Let’s conclude this experiment by comparing the ProxMetrics toolkit applied to the domain of tourism with indicators produced by other platforms in this domain. ProxMetrics is highly complementary for several reasons:

  • Dynamic, User-Parameterized Indicators: It is a dynamic and modular tool that allows users to build their own indicators in real time using proxemic dimensions (DILMO). This contrasts with static dashboards such as Pilat Tourisme (2022), Isère Attractivité (2023), or Atout France (2023), where users have no say about what is presented to them.

  • Distinctive Analytical Insights: ProxMetrics introduces a type of indicator (proxemic similarity) rarely seen in existing solutions. This allows tourism stakeholders to gain new analytical perspectives by assessing the similarity of domain-specific entities (tourist activities, points of interest, types of tourist, etc.). Additionally, usual tourism dashboards like the one from Visit Paris Region (2023) usually allow combined filtering but are limited in terms of blending multidimensional indicators together.

  • New Visualization (Proxemic Reticles): This offers a mode of visualization that contrasts with the classic visualizations used in tourism dashboards such as UNWTO (2023), INSEE (2023), or OECD (2023), which contain spatial maps, timelines, tables, and numerical charts but do not highlight the similarity of entities relative to each other.

6 Conclusion and future perspectives

In this paper, we introduced ProxMetrics, a modular toolkit designed to assess the similarity of social media entities (namely users, groups, themes, places, and time periods). This toolkit is grounded in the theory of proxemics, a traditionally physical theory that we adapted for social media. The adaptation of this theory allows the toolkit to be highly versatile, enabling domain stakeholders to build insightful indicators for various requirements by manipulating the five dimensions of proxemics (DILMO): Distance, Identity, Location, Movement, and Orientation.

Our experimentation within the tourism domain demonstrated not only the practical applicability of ProxMetrics but also its potential to contribute meaningfully to domain stakeholders. The proxemic similarity scores that it generates facilitate a deeper understanding of the relationships and behavioral patterns within social media. Through the proxemic viewer dashboard (ProxViewer), we have also addressed the accessibility of the toolkit, ensuring that it can be used by non-computer scientist users.
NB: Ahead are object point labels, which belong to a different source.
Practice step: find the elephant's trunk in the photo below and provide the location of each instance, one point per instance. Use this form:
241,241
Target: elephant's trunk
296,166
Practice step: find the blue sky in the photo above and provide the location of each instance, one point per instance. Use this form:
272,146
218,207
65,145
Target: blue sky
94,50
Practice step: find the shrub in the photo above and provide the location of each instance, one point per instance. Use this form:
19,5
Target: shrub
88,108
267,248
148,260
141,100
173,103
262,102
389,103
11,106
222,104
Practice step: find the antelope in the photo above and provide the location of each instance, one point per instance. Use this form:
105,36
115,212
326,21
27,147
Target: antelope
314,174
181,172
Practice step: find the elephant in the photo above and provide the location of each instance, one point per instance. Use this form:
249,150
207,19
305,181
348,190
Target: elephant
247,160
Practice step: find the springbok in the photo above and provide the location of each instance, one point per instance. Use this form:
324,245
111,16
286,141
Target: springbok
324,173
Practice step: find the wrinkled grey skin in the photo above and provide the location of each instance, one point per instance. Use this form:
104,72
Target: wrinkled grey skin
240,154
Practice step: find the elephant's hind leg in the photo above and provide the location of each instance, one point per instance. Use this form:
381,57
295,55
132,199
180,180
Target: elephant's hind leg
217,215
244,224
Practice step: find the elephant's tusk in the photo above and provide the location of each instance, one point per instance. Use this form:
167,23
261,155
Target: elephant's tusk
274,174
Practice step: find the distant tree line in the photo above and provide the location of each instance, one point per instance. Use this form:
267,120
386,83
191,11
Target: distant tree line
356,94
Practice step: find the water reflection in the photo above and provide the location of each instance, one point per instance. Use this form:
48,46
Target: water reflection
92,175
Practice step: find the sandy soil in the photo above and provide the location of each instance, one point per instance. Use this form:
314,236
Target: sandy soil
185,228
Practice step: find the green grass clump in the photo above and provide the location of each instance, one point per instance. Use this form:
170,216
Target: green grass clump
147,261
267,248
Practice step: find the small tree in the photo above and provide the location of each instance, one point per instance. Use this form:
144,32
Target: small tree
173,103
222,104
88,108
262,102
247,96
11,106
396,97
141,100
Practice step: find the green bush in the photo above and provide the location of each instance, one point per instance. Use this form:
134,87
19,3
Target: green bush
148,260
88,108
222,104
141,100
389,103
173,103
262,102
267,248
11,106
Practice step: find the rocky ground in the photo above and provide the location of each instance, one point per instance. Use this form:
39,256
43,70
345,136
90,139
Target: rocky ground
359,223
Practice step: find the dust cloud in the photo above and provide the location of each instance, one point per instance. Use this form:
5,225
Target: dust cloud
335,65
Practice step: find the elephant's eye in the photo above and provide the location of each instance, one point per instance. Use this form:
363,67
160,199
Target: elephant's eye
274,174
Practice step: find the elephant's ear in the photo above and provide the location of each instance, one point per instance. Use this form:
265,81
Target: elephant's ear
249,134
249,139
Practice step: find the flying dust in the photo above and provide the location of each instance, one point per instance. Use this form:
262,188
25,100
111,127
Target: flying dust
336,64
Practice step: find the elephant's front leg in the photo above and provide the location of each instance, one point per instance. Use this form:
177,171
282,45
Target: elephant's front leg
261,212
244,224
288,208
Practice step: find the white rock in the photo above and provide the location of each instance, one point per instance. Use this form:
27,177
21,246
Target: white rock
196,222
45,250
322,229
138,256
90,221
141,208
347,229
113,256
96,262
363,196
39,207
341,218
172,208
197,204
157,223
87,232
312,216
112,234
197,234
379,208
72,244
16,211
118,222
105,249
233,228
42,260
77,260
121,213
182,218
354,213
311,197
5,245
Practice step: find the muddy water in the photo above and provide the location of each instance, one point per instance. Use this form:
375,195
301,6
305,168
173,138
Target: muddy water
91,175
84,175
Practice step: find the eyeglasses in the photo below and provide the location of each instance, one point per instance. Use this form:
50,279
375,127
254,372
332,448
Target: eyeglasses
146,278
We are currently seeking to enhance this work in various ways. Firstly, we plan to conduct a more extensive evaluation of the toolkit on larger datasets (to determine whether it scales effectively to massive volumes of data, on the order of millions of posts) and across other domains (such as fashion and public policy). This evaluation will be conducted in collaboration with management researchers and will cover a broader range of end users through semi-structured interviews. Secondly, although our current choice of foundational measures to evaluate proxemic similarity has proven effective in the tourism experiment, we want to explore other measures (such as series-based or graph-based ones) to determine whether they would significantly improve the quality of results for each proxemic dimension. Thirdly, we aim to improve the explainability of how these dimensions influence the calculated proxemic similarity scores for non-specialist users by adding reactive visual aids to the ProxViewer dashboard. Lastly, we envisage using the ProxMetrics toolkit for the detection of bots and avatars on social media, addressing one of the world’s most pressing issues (Ferrara 2023). The ProxMetrics toolkit can calculate proxemic similarities between users, which may be indicative of automated behavior. For effective bot detection, it will be necessary to incorporate additional dimensions, such as temporal activity patterns (Chavoshi et al. 2017), interaction diversity (Kosmajac and Keselj 2019), linguistic consistency (Cardaioli et al. 2021), and network centrality (Shinan et al. 2023), to enhance the accuracy and reliability of the detection process.

The toolkit and associated dashboard will be made open source and released to the public in the coming months.